Sports cannot be a lone centerpiece of one's development

We saluted Naomi Osaka when she seemed to be turning away from the trappings of fame and glory for the sake of her peace and calm. With recent events, though, her message feels tainted, her young leadership in question. Consider the following.

We all are products of our environments, including the social environment—family, friends, community, work, school—and the media environment, which historically was reachable primarily by the famous or powerful but now is manipulable by even the youngest amongst us, including children. Combining and leveling the two environments has blurred lines, propagating confusion in areas of privacy, support, debate, opinion, security and stress.

An entire generation is facing a seeming schizophrenia: on one hand, fear of in-person interaction and on the other hand, instant courage to communicate online with full physical and emotional exposure.

Naomi Osaka felt paralyzingly uncomfortable walking into the press room to talk about herself for twenty minutes in late May. But in the years and even months leading up to that declaration, she had undressed emotionally and physically to package herself for public consumption. She now expresses two competing emotions as those packages are released to the world: terror about how she will be received, and triumph in owning who she is.

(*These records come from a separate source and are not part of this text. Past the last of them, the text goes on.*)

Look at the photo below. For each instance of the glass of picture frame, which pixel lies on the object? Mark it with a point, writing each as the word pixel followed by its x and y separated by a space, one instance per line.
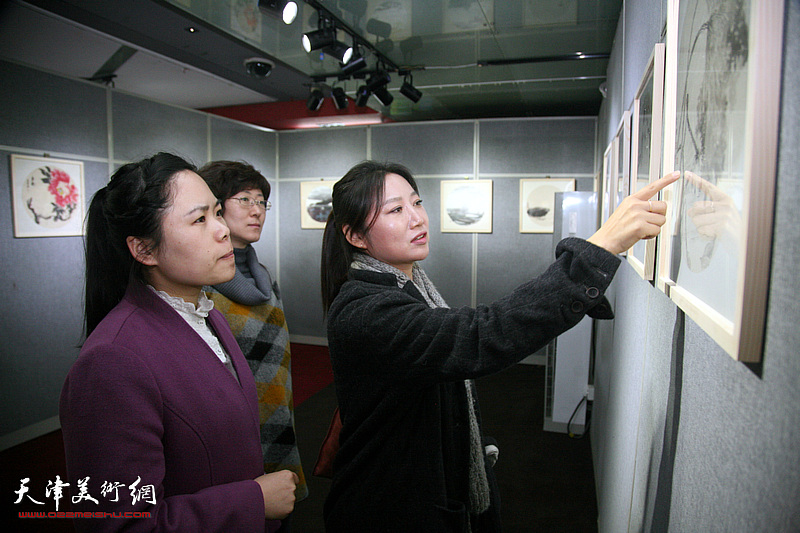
pixel 48 196
pixel 646 128
pixel 316 203
pixel 722 98
pixel 466 206
pixel 537 203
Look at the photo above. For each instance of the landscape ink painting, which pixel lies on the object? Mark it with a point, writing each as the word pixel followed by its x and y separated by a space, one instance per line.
pixel 722 98
pixel 48 196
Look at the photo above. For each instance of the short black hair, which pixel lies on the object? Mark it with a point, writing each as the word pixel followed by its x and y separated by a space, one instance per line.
pixel 228 178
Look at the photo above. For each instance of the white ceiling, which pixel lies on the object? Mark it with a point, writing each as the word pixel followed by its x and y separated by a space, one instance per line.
pixel 34 37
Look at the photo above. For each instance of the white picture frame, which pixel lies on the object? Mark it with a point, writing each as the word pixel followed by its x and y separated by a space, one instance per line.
pixel 466 206
pixel 646 135
pixel 537 203
pixel 48 196
pixel 713 261
pixel 316 203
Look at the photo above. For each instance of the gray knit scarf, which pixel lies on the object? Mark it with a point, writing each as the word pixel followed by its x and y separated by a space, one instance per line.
pixel 479 485
pixel 251 283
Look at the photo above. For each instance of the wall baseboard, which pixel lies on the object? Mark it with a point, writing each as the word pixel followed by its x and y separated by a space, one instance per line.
pixel 29 433
pixel 308 339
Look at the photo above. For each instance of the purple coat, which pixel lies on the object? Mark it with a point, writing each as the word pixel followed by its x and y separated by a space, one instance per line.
pixel 147 398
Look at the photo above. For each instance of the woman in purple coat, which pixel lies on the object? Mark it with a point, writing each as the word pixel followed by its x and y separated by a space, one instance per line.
pixel 159 412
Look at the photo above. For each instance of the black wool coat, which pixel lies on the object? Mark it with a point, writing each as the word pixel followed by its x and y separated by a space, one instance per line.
pixel 399 369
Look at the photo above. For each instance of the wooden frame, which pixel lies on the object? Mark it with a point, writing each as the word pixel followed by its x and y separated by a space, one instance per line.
pixel 609 181
pixel 721 133
pixel 646 128
pixel 622 175
pixel 48 196
pixel 466 206
pixel 537 202
pixel 316 203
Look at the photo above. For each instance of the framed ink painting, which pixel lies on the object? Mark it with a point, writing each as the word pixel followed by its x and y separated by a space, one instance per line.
pixel 646 127
pixel 48 196
pixel 466 206
pixel 722 98
pixel 316 203
pixel 609 181
pixel 537 203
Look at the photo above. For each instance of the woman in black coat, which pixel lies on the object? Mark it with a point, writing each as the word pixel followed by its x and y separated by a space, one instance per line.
pixel 411 456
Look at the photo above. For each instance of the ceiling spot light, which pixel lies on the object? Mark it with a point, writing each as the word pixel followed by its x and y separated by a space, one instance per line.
pixel 356 63
pixel 321 38
pixel 383 96
pixel 315 99
pixel 362 96
pixel 409 91
pixel 258 67
pixel 339 98
pixel 340 51
pixel 287 11
pixel 380 79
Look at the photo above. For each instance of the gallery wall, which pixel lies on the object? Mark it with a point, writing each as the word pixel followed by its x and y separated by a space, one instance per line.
pixel 684 437
pixel 70 119
pixel 467 268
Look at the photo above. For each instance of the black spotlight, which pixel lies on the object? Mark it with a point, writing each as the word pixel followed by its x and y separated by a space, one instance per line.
pixel 340 51
pixel 380 79
pixel 362 96
pixel 321 38
pixel 356 63
pixel 315 99
pixel 283 9
pixel 379 28
pixel 383 96
pixel 339 98
pixel 409 91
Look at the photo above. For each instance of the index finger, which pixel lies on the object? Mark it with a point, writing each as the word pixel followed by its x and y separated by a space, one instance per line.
pixel 650 190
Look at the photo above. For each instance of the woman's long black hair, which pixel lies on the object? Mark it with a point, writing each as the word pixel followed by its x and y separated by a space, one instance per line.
pixel 131 204
pixel 356 201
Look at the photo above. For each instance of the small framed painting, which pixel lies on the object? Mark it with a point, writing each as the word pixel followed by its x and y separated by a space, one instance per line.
pixel 316 203
pixel 721 115
pixel 536 197
pixel 466 206
pixel 607 204
pixel 48 196
pixel 646 128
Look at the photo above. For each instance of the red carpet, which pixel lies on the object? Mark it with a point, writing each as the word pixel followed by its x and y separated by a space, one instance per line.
pixel 311 371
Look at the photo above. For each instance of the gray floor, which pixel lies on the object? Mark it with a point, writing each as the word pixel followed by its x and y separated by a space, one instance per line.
pixel 546 479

We won’t be purchasing the SI Swimsuit issue or watching the docuseries on Netflix, out of respect for all athletes whose personal privacy has been sacrificed to professional success, but we will keep asking ourselves the question: what is going on here?

And we will wonder if this is part of the answer: in young successful athletes—or actors or academicians or young celebrities of any type—society too often assumes that because they have achieved excellence in one set of skills that they must be outstanding in other sets, as well. In reality, though, it’s possible that for the prodigies, the accelerated and amplified success in their profession often comes at the cost of developing on-pace in other areas.

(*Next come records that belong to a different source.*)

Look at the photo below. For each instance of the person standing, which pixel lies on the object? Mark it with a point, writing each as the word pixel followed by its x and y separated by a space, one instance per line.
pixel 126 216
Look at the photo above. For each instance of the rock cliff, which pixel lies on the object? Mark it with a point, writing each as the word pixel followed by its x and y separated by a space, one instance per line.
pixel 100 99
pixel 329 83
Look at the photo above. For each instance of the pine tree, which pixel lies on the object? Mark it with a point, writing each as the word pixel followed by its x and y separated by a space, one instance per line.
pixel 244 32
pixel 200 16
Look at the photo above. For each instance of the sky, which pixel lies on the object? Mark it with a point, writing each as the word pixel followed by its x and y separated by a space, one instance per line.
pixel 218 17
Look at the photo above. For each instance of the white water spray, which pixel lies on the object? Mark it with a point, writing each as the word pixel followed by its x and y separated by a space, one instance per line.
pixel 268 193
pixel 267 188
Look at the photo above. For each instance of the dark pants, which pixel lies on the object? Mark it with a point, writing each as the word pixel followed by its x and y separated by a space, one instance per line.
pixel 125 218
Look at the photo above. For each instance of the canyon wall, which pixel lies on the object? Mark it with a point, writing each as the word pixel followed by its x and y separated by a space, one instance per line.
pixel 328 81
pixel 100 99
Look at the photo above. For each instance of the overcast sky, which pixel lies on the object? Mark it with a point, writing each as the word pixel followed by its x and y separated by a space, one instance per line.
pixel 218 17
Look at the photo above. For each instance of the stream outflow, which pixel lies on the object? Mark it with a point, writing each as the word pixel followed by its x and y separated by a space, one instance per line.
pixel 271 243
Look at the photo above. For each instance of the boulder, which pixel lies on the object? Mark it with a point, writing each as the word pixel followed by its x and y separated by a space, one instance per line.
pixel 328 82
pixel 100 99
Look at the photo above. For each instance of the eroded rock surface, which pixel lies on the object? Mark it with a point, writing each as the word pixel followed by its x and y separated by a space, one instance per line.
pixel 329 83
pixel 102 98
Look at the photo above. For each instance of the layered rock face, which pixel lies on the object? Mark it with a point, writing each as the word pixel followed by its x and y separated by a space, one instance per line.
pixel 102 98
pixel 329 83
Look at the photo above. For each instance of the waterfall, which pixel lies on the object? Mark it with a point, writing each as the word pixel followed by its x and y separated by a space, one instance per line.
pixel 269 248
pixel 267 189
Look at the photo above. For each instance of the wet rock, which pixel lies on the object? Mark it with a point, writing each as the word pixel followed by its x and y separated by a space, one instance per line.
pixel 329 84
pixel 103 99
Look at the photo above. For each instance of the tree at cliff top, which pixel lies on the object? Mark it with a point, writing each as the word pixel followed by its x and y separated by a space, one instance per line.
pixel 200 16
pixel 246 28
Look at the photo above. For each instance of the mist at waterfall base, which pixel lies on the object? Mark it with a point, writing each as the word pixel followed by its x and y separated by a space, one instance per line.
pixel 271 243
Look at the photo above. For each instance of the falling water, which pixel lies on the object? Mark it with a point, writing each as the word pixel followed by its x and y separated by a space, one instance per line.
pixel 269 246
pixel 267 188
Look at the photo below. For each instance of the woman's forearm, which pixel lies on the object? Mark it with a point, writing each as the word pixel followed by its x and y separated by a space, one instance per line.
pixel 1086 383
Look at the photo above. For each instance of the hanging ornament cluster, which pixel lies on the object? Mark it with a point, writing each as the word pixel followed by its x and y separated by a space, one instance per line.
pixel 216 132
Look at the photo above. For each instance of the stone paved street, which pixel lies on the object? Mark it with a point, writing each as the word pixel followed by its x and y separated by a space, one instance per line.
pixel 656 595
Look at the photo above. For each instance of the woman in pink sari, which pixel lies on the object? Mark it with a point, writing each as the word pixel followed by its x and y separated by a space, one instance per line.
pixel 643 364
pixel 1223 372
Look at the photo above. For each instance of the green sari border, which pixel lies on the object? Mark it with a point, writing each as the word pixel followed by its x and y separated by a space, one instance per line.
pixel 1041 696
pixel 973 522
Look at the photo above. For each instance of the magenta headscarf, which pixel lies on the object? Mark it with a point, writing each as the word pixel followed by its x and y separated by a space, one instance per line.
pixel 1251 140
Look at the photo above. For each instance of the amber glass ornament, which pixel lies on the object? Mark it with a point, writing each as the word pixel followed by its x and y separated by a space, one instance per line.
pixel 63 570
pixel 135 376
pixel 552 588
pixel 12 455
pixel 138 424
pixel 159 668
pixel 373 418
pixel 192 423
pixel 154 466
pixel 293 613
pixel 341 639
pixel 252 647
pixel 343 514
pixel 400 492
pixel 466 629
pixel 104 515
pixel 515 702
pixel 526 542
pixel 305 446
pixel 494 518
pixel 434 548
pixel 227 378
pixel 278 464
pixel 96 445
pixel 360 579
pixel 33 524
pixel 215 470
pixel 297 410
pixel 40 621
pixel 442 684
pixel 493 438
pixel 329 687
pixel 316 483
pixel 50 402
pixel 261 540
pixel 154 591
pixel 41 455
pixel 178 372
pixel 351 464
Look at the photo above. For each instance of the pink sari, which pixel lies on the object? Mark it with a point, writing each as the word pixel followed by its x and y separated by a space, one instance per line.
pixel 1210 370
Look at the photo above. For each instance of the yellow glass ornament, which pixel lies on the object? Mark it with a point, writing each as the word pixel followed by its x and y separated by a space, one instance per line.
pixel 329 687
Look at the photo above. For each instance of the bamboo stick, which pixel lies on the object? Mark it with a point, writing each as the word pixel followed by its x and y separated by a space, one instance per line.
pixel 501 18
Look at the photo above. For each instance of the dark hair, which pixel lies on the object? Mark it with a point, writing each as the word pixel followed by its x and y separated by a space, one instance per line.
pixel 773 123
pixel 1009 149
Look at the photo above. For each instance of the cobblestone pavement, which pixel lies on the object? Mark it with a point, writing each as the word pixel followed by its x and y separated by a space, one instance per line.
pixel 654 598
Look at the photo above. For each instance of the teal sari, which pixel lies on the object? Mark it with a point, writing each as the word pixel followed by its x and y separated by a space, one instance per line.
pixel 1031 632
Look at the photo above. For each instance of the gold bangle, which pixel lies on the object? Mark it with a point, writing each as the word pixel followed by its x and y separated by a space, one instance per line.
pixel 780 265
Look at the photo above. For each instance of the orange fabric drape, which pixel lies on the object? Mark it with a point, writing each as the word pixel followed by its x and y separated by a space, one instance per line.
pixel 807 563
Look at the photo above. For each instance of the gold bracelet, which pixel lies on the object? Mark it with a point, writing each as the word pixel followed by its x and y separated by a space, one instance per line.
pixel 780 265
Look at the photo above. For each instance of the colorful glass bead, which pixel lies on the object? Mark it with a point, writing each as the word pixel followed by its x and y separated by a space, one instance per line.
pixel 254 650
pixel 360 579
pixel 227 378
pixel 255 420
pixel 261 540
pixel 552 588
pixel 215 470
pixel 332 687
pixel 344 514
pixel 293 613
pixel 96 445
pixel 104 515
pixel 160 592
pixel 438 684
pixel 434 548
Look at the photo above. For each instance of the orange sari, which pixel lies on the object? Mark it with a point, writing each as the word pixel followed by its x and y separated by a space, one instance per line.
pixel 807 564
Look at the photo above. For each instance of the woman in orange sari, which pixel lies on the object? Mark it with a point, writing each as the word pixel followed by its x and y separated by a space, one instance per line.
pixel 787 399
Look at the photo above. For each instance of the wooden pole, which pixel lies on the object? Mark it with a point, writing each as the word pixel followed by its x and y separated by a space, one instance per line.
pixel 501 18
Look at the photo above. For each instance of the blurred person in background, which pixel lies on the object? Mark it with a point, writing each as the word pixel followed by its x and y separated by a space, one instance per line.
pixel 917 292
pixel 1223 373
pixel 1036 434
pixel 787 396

This all points back to a foundational principle that guides the Volt Method of coaching: sports cannot be a lone centerpiece of one’s development. It is a pillar. It should be a strong pillar. And it can even be the most enjoyable pillar. But it has to be just one pillar in a system of many that support developing the whole person.

Naomi Osaka probably is starting to see that it’s time to work on those other pillars in her life. She deserves the opportunity to do so. We hope that soon enough we will once again be celebrating her courage and the new ground she breaks for mental health awareness as much as we celebrate her tennis.